1.2.1.7 Motion-based method

This classification method is based on the idea that object motion characteristics and patterns are unique enough to distinguish between objects. Motion-based approaches directly make use of the periodic property of the captured images to recognize human beings from other moving objects. Bobick and Davis [86] developed a view-based approach for the recognition of human movements by constructing a vector image template comprising two temporal projection operators: binary motion-energy image and motion-history image. Cutler et al. [87] presented a self-similarity-based time-frequency technology to detect and analyze periodic motion for human classification. Unfortunately, methods based on periodicity are restricted to periodic motion. Efros et al. [26] characterized the human motion within a spatio-temporal volume by a descriptor, which was based on computing the optical flow, projecting the motion onto a number of motion channels and blurring with a Gaussian. Recognition was performed in a nearest-neighbour framework. By computing a spatio-temporal cross correlation with a stored database of previously labelled action fragments, the most similar to the motion descriptor of the query action fragment could be found.

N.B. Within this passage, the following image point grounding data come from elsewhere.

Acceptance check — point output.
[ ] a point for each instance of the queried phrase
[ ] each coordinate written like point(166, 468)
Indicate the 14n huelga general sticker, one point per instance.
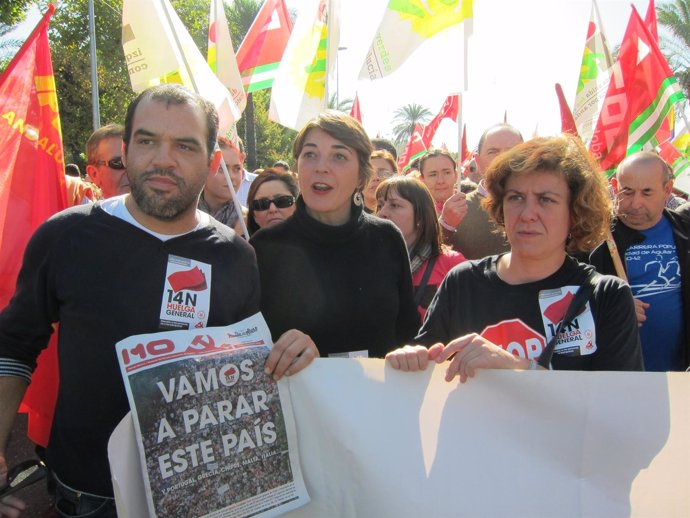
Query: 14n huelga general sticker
point(579, 337)
point(186, 294)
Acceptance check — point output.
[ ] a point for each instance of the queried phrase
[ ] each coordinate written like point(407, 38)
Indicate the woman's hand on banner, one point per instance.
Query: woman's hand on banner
point(291, 353)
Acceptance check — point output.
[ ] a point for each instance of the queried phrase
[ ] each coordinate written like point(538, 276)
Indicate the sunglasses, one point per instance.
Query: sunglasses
point(23, 475)
point(281, 202)
point(113, 163)
point(384, 174)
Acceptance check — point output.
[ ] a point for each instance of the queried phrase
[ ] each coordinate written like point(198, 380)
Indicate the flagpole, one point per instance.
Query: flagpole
point(461, 158)
point(179, 47)
point(235, 200)
point(95, 110)
point(329, 18)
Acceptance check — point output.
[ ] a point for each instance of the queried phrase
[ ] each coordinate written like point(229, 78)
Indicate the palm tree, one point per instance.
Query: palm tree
point(405, 119)
point(8, 46)
point(675, 17)
point(343, 105)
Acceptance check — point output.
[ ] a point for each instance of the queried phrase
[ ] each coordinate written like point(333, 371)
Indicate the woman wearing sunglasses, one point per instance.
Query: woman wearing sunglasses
point(384, 168)
point(335, 281)
point(271, 199)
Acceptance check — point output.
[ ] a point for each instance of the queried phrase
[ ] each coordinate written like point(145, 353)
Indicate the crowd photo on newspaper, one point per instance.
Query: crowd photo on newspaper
point(237, 227)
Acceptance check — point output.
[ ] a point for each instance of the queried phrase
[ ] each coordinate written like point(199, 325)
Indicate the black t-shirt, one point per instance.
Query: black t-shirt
point(522, 318)
point(348, 287)
point(103, 280)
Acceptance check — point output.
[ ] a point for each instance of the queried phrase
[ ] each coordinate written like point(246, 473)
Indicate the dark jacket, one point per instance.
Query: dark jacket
point(625, 237)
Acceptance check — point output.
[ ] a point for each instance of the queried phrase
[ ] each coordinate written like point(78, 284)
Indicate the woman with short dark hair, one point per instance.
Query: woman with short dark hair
point(335, 281)
point(271, 199)
point(408, 203)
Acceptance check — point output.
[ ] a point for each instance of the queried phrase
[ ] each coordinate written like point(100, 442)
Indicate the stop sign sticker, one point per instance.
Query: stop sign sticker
point(516, 337)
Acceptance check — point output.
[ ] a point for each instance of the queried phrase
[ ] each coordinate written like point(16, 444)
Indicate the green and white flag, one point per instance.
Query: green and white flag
point(299, 89)
point(158, 49)
point(407, 24)
point(595, 73)
point(221, 54)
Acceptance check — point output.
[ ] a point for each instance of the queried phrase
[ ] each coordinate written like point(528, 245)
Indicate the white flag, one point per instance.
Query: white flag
point(158, 49)
point(300, 86)
point(221, 54)
point(406, 24)
point(595, 75)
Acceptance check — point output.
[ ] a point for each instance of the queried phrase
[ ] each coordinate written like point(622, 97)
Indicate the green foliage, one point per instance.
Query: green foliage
point(8, 46)
point(343, 105)
point(69, 41)
point(405, 119)
point(13, 11)
point(675, 16)
point(274, 142)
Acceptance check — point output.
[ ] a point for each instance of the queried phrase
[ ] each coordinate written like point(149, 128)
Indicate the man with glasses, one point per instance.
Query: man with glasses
point(216, 198)
point(476, 236)
point(104, 161)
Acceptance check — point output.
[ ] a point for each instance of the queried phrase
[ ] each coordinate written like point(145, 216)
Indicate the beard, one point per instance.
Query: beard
point(163, 205)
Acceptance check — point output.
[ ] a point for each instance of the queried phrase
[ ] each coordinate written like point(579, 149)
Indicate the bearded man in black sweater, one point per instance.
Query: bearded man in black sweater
point(115, 269)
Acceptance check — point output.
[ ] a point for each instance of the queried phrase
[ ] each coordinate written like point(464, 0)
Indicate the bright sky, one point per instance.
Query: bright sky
point(517, 52)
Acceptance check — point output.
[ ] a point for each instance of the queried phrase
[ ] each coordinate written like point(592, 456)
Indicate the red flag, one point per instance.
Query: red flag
point(449, 110)
point(642, 91)
point(356, 113)
point(665, 132)
point(32, 184)
point(262, 48)
point(414, 149)
point(32, 188)
point(567, 119)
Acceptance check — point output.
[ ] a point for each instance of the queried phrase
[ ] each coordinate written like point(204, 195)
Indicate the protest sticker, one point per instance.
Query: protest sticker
point(216, 435)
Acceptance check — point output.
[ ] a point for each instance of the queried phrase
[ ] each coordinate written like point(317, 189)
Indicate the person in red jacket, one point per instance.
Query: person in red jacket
point(408, 203)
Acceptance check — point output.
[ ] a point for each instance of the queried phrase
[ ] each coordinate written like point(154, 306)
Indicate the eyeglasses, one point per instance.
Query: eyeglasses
point(113, 163)
point(23, 475)
point(281, 202)
point(384, 173)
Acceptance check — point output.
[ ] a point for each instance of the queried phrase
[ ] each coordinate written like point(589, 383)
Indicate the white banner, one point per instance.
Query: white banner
point(377, 442)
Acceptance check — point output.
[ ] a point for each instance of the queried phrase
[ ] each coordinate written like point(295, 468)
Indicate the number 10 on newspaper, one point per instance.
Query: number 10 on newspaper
point(216, 435)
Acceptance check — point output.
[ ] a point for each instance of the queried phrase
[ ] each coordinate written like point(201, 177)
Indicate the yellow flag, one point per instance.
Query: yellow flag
point(406, 24)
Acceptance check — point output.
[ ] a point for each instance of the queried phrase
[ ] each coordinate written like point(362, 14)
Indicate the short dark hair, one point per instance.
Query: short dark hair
point(434, 153)
point(281, 163)
point(347, 130)
point(388, 157)
point(98, 136)
point(267, 175)
point(175, 94)
point(72, 170)
point(423, 206)
point(385, 145)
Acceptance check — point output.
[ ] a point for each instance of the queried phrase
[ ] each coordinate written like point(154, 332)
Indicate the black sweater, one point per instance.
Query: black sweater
point(349, 287)
point(103, 279)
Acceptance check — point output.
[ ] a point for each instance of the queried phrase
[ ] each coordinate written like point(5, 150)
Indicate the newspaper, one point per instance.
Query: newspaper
point(216, 436)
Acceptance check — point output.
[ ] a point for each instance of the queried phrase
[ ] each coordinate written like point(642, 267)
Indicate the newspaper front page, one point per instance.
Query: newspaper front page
point(216, 435)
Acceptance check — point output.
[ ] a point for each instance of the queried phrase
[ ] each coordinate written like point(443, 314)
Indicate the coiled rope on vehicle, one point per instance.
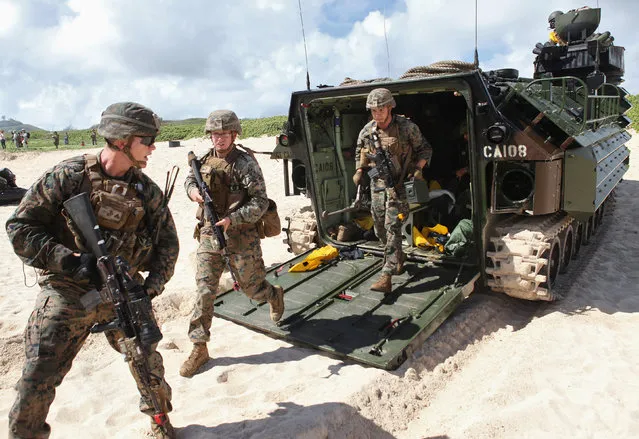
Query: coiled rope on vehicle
point(438, 68)
point(351, 81)
point(434, 69)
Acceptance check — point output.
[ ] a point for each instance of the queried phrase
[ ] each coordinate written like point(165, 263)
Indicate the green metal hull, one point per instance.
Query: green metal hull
point(333, 309)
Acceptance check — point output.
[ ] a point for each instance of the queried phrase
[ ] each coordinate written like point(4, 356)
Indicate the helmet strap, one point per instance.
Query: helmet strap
point(127, 151)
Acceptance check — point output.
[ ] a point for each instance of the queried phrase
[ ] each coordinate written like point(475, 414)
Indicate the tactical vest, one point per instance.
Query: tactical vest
point(119, 211)
point(224, 182)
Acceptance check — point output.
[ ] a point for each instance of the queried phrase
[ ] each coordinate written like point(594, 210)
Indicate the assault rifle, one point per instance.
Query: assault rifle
point(362, 201)
point(383, 168)
point(209, 211)
point(132, 305)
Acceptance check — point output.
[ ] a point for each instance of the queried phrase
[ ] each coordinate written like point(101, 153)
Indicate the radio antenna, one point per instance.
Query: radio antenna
point(308, 79)
point(476, 54)
point(386, 40)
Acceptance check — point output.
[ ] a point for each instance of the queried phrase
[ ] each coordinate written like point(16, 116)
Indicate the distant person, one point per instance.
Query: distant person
point(554, 37)
point(26, 135)
point(127, 206)
point(7, 179)
point(238, 189)
point(56, 139)
point(407, 149)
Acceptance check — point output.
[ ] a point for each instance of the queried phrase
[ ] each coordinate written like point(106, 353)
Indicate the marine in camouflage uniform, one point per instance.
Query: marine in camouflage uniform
point(127, 207)
point(407, 150)
point(237, 187)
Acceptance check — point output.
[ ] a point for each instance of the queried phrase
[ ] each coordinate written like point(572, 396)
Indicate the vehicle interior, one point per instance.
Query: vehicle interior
point(443, 199)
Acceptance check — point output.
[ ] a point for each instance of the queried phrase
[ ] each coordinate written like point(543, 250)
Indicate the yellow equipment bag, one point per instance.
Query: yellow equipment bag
point(427, 237)
point(315, 259)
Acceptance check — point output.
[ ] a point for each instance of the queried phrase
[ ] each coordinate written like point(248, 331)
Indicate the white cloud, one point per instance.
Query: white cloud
point(9, 13)
point(183, 59)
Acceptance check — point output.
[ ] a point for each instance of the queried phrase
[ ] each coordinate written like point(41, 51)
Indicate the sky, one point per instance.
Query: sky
point(63, 62)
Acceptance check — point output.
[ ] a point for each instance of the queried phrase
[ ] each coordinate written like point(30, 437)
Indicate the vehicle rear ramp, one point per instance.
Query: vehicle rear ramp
point(333, 309)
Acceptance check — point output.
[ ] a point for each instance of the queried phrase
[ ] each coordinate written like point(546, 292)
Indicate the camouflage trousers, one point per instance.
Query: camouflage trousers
point(245, 256)
point(57, 329)
point(386, 205)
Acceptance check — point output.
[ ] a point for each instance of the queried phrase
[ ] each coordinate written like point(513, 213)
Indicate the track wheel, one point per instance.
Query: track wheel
point(551, 270)
point(567, 250)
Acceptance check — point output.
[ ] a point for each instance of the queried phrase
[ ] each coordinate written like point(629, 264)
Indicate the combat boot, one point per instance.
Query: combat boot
point(277, 303)
point(400, 269)
point(383, 284)
point(198, 357)
point(165, 431)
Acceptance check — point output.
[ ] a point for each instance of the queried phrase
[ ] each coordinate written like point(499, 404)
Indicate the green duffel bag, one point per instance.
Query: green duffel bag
point(460, 242)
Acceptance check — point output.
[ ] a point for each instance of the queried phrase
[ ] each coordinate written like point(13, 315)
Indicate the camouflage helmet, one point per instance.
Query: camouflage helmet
point(380, 97)
point(125, 119)
point(553, 16)
point(223, 120)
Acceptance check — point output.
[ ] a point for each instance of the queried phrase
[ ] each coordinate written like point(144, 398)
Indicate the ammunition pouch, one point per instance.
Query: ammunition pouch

1.2.1.8 Texture-based method

Local binary pattern (LBP) is a texture-based method that quantifies intensity patterns in the neighbourhood of the pixel [88]. Zhang et al. [89] proposed the multi-block local binary pattern (MB-LBP) to encode intensities of the rectangular regions by LBP. HOG [44] introduced another texture-based method which uses high-dimensional features based on edges and then applies SVM to detect human body regions. This technique counts the occurrences of gradient orientation in localized portions of an image, is computed on a dense grid of uniformly spaced cells and uses overlapping local contrast normalization for improved accuracy. Zhu et al. [90] applied the HOG descriptors in combination with the cascade of rejecters algorithm and introduced blocks that vary in size, location and aspect ratio. In order to isolate the blocks best suited for human detection, they applied the AdaBoost algorithm to select those blocks to be included in the rejecter cascade. Moctezuma et al. [91] proposed HOG with Gabor filter and showed improved performances in both person counting and identification.

1.2.1.9 Detection of non-moving human

We have focused on motion-based human detection in this study due to the fact that some unique human motion features aid in better identification of human beings from other objects [92]. The method for human detection from static images has also a number of applications such as smart rooms and visual surveillance. A human detection scheme in a crowded scene from static images is described in [93]. The method models an individual human as an assembly of natural body parts using edgelet features, which are a new type of silhouette-oriented features. Local body part and global shape-based approach showed promising results [40]. Probability part detector has been used successfully for human detection [94]. A learning-based human detection framework was proposed earlier by Papageorgiou et al. [95]. Recently, motionless human detection based on sensor data has been proposed with particular application interests in the area of aged care support [96, 97].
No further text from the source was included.